No dia 1 de janeiro, pensei na saga do meu merengue. Percebi que o principal motivo da minha impaciência para cozinhar é que seguir a receita nem sempre garante que tudo dará certo, existe tentativa e erro. Isso é muito óbvio, né? Para mim não era. Mas, em seguida, lembrei das minhas aulas de tecido acrobático e acho que cozinhar é um pouco parecido. Quando eu vou aprender um movimento novo, nem sempre consigo acertar de primeira, ou executar da melhor maneira, por isso, repito o movimento várias vezes até realmente aprendê-lo.

E assim são outras coisas na vida, certo?

Nem sempre a gente acerta a faculdade de primeira, ou lê um livro e entende tudo na primeira vez. A gente também erra no primeiro namorado – às vezes morre de arrependimento depois, mas, fazer o quê? Erramos nas primeiras vezes em que vamos fazer a sobrancelha em casa ou escolher uma casa. Mas, e daí? A gente muda, joga fora e recomeça.

E sabe qual é a nossa sorte? Enquanto houver vida, haverá mais ovos para começar a bater outra clara em neve.

de Julie para mim.

Há pelo menos uns dois anos eu comecei a ler Julie & Julia, de Julie Powell, por recomendação de um grupo de leitura do Facebook (saudades, Clube do Livro). No livro, Julie Powell conta tudo sobre o seu projeto de fazer todas as 524 receitas do livro “Mastering the Art of French Cooking”, de Julia Child, em 365 dias.  Com a desculpa de que não conseguia terminar de ler um epub no celular, acabei abandonando a leitura. Até fiquei de comprar o livro para retomar, mas acabei não fazendo isso. E a história ficou para lá.

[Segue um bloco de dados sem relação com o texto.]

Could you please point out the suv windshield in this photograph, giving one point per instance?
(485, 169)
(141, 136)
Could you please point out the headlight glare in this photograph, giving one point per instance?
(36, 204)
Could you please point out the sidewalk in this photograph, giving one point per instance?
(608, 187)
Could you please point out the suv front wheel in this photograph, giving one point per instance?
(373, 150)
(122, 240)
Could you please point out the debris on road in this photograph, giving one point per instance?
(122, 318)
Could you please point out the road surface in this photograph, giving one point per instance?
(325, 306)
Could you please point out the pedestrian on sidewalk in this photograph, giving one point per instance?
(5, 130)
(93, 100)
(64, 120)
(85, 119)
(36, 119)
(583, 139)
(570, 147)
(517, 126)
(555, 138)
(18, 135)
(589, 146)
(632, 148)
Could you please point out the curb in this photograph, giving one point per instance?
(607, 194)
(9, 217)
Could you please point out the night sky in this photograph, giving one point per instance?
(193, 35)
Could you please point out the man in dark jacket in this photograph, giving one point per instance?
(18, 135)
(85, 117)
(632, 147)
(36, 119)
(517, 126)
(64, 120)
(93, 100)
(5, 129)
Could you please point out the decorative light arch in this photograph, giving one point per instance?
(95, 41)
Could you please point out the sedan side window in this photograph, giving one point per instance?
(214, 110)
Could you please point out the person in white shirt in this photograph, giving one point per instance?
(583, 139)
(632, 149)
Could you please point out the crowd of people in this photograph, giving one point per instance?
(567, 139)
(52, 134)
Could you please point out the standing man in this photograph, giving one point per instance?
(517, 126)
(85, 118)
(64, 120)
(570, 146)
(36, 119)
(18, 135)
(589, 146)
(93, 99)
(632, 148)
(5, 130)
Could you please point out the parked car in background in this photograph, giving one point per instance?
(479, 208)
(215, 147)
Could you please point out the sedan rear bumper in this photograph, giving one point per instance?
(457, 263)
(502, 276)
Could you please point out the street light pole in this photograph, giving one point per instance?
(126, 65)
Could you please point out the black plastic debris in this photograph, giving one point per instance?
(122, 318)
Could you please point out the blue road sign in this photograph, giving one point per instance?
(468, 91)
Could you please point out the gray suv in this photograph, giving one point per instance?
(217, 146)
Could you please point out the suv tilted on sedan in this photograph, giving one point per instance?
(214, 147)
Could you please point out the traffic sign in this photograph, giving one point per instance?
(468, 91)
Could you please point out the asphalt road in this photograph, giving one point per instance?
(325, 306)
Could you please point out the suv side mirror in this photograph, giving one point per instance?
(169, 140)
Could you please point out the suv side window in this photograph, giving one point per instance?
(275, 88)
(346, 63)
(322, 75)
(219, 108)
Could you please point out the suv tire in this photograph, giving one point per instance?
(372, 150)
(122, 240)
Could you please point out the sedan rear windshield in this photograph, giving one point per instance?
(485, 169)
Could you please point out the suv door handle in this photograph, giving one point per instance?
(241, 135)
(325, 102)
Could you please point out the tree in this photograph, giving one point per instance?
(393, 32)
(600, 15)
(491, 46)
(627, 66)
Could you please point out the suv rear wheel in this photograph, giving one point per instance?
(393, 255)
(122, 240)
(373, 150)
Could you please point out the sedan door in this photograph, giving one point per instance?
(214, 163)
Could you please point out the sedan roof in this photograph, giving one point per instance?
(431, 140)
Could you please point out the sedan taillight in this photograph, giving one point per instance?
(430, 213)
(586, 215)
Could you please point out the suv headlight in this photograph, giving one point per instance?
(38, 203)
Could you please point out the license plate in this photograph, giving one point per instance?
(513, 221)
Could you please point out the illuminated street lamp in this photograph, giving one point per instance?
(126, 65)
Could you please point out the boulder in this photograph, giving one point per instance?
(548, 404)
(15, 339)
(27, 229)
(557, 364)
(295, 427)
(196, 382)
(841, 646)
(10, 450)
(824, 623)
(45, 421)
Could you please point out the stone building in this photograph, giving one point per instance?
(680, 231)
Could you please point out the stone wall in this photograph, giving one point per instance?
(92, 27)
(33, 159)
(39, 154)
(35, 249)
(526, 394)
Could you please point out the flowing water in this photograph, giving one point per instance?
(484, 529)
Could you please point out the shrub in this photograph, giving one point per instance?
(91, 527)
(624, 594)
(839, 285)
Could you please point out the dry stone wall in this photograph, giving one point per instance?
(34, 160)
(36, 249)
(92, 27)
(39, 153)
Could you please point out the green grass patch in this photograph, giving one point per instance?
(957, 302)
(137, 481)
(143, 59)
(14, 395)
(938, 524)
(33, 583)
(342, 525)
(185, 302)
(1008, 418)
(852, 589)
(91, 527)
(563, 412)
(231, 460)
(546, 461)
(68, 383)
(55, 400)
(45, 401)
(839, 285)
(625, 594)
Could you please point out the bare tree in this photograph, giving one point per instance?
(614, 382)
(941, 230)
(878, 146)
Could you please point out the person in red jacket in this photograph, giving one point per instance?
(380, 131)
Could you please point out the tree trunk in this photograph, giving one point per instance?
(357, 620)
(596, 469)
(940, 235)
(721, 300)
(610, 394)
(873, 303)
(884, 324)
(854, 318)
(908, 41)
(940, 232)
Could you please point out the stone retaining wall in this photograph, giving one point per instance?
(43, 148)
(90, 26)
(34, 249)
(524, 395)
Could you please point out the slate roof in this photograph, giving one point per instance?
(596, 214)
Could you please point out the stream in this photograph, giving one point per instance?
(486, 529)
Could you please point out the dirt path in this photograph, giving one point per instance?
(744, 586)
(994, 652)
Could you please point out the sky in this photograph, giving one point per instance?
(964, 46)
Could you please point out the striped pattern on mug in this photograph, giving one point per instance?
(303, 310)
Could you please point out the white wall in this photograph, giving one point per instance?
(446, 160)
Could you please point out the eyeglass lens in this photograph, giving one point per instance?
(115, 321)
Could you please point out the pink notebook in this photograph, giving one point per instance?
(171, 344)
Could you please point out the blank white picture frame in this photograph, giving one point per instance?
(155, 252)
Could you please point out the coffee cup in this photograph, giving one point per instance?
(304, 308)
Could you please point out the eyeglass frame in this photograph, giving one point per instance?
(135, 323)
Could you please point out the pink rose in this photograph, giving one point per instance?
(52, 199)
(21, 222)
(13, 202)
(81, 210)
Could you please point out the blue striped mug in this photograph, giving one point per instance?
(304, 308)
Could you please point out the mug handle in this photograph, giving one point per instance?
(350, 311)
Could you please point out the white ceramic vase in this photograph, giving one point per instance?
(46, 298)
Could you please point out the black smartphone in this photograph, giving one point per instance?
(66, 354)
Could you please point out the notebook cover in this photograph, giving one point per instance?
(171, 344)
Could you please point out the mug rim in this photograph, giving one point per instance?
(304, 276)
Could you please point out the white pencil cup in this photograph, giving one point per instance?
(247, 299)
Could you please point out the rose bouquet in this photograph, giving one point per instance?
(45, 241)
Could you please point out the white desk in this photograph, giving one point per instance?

Ainda não li o livro, mas pretendo lê-lo em breve: fui à livraria tentar comprar um exemplar, mas só entregariam em 10 semanas, portanto, vai ser aquele mesmo epub que eu tinha, desta vez no kobo, não no celular.

Dia desses, “zapeando” no Netflix, me deparei com o filme e, finalmente, conheci a história. O filme conta um pouco da vida de Julie Powell e do seu projeto que é relatado num blog (o original não existe mais) e, paralelamente, a vida de Julia Child (interpretada maravilhosamente pela Meryl Streep), desde quando aprendeu a cozinhar profissionalmente no Le Cordon Bleu, em Paris, passando pelas dificuldades de escrever e publicar seu primeiro livro (o mesmo do projeto de Julie) até o momento em que surge a ideia de se tornar uma apresentadora de TV.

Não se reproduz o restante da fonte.